Adding an Embedded Vector Search in my Next JS SSG blog
Posted on: 2025-06-01
Context and Constraints
The last time I had a search on my blog was when it was hosted using WordPress. Using Next JS static site generation (SSG) for my blog and hosting it on GitHub Pages, I needed a way to implement search functionality without relying on a backend.
Summary of the Solution
I implemented a vector search using Python that generates a vector representation of my blog posts at build time. The build stores the vector data in a JSON file, which represents numbers for each post. The browser can then download the file and perform local searches. Using available libraries, the SSG does not perform the search; instead, it serves the vector file. A client-side React component takes the user input, converts it into a vector, and searches the local JSON file for similar posts. It is swift! The feature is available to try on this website (look for "search" in the header). It is so fast that it performs the top 10 on key presses. The drawback is that for approximately 800 blog posts, the vector file is about 2 megabytes to download (gzipped).

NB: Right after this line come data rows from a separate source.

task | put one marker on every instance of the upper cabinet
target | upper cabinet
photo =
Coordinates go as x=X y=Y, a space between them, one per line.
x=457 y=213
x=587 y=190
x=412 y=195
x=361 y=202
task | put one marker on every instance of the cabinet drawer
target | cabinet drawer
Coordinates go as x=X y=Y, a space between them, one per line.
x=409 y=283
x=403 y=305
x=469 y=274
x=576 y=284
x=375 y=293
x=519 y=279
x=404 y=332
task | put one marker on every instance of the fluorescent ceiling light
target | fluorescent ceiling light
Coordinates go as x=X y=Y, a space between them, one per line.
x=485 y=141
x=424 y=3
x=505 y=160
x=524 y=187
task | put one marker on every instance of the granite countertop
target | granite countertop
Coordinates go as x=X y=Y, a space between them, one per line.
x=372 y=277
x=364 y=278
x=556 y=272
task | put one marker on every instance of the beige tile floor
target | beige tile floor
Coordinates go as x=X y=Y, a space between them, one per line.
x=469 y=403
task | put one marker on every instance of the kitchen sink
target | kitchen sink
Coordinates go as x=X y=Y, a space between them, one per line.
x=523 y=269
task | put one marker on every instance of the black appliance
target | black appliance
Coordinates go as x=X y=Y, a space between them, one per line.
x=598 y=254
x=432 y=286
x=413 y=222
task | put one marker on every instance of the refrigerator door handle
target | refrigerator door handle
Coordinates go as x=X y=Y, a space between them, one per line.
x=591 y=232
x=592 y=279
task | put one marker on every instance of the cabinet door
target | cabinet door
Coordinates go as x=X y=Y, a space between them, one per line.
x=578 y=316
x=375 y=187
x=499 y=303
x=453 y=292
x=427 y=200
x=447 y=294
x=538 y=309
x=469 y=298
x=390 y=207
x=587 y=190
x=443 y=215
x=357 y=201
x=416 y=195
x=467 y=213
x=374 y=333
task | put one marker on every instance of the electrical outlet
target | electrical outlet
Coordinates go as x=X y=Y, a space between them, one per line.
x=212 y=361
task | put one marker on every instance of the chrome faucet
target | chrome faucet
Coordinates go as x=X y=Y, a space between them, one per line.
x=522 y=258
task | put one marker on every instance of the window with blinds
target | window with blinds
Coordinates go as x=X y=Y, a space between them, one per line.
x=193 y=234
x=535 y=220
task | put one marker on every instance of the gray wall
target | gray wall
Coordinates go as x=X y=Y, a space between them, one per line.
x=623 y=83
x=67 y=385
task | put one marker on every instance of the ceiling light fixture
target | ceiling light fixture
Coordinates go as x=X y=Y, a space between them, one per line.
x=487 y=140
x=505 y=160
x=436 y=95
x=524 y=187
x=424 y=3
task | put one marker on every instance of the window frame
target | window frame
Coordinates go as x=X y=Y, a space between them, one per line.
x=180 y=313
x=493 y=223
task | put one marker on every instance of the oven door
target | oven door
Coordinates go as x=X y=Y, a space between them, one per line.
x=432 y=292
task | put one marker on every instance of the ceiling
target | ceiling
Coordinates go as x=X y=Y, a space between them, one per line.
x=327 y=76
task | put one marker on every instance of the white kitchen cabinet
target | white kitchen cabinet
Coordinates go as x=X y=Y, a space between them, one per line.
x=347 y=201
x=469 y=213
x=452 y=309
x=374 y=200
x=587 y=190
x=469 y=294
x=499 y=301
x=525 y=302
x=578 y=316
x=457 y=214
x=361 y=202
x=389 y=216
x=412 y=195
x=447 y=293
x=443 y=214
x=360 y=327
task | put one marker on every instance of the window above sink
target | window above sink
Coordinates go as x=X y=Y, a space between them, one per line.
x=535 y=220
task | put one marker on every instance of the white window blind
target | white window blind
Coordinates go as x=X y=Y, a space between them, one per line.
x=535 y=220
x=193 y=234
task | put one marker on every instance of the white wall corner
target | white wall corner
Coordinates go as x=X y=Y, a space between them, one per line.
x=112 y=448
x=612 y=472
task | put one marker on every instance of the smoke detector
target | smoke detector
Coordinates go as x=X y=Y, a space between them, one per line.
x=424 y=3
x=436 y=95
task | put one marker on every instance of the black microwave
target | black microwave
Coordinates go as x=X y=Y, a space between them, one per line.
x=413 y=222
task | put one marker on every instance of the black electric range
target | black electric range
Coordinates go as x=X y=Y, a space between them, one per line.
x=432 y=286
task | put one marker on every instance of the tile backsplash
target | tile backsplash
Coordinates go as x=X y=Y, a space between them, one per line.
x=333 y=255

Generation of the Vector File
The generation of the vector file is less than 25 lines of Python code. The code leverages the Sentence Transformers library to convert the content of each blog post into a vector representation. The vectors are stored in a JSON file along with the metadata of each post (path, filename, and title). The metadata index is the same as the vector index, so the client can easily find the post corresponding to the vector search result. The metadata is used to display the search results in the React component.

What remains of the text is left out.